Bam’s Benghazi bull: case closed

Between President Obama and CNN’s Candy Crowley, Tuesday night’s debate seemed to “confirm” a blatant, provable falsehood — that Obama has always called the murder of Ambassador Chris Stevens and three others in Libya last month an act of terrorism.

Please.

Let’s review: After a brief statement deploring the loss of life on Sept. 12, Obama and his flunkies (Press Secretary Jay Carney, UN Ambassador Susan Rice) put on a prolonged full-court press to convince the American people that an obscure You Tube video, “Innocence of Muslims” — which had been out for months — was the cause of a wave of violence that swept the Islamic world on the 11th anniversary of 9/11, including the Benghazi attack.

Rice made a sweep of the Sunday shows a few days later to argue that an “insult” to Islam’s prophet was the cause of all the carnage across the region. Quoth she: “This is a response to a hateful and offensive video that was widely disseminated throughout the Arab and Muslim world.” Carney parroted similar nonsense.
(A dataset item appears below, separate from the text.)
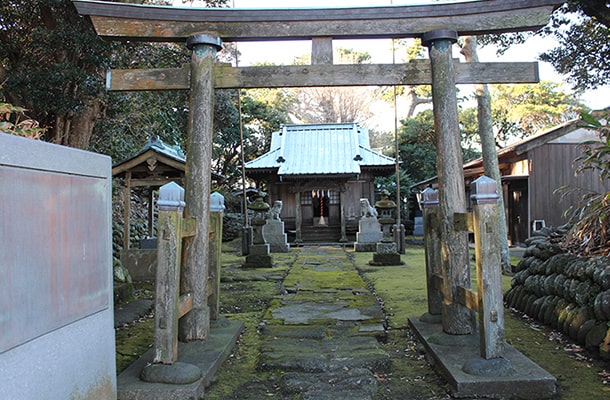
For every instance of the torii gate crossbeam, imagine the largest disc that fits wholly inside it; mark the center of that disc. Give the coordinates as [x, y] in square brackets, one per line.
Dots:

Obama himself even went on the David Letterman show to retell the same falsehood, then doubled down with a speech at the United Nations in which he intoned: “The future must not belong to those who slander the prophet of Islam.”

But the video had nothing to do with the Benghazi attack, and everybody knew it, including the intelligence community and Hillary Clinton’s State Department.

The past couple of weeks have seen official Washington consumed by a blame game as Obama desperately tried to get the buck to stop anywhere but the Oval Office. Even Clinton’s consequence-free acceptance of “responsibility” for the lack of security at the Benghazi compound hasn’t stopped the bleeding.

So now, it seems, Obama has simply flushed the whole mess down the memory hole and — brazenly — is peddling the notion that he called it terrorism from the start.

True, near the end of his Rose Garden remarks, Obama said: “No acts of terror will ever shake the resolve of this great nation, alter that character or eclipse the light of the values that we stand for.” But he said it in the context of praising all those who serve their country in dangerous spots abroad — not as a reference to the slaughter in Benghazi.

Far more germane is what Obama said before that: “Since our founding, the United States has been a nation that respects all faiths. We reject all efforts to denigrate the religious beliefs of others.” What could that possibly refer to except the video?

But in Democrat-Media land, all that matters is that the magic word “terror” came out of the president’s mouth. And Crowley couldn’t wait to choke off whatever response Romney was about to give by saying Obama was correct.

The final debate on Monday, moderated by CBS’s Bob Schieffer, will focus on foreign policy — which means that Benghazi and the administration’s inept handling of it will be back. And this time, Obama won’t have Candy Crowley to block for him.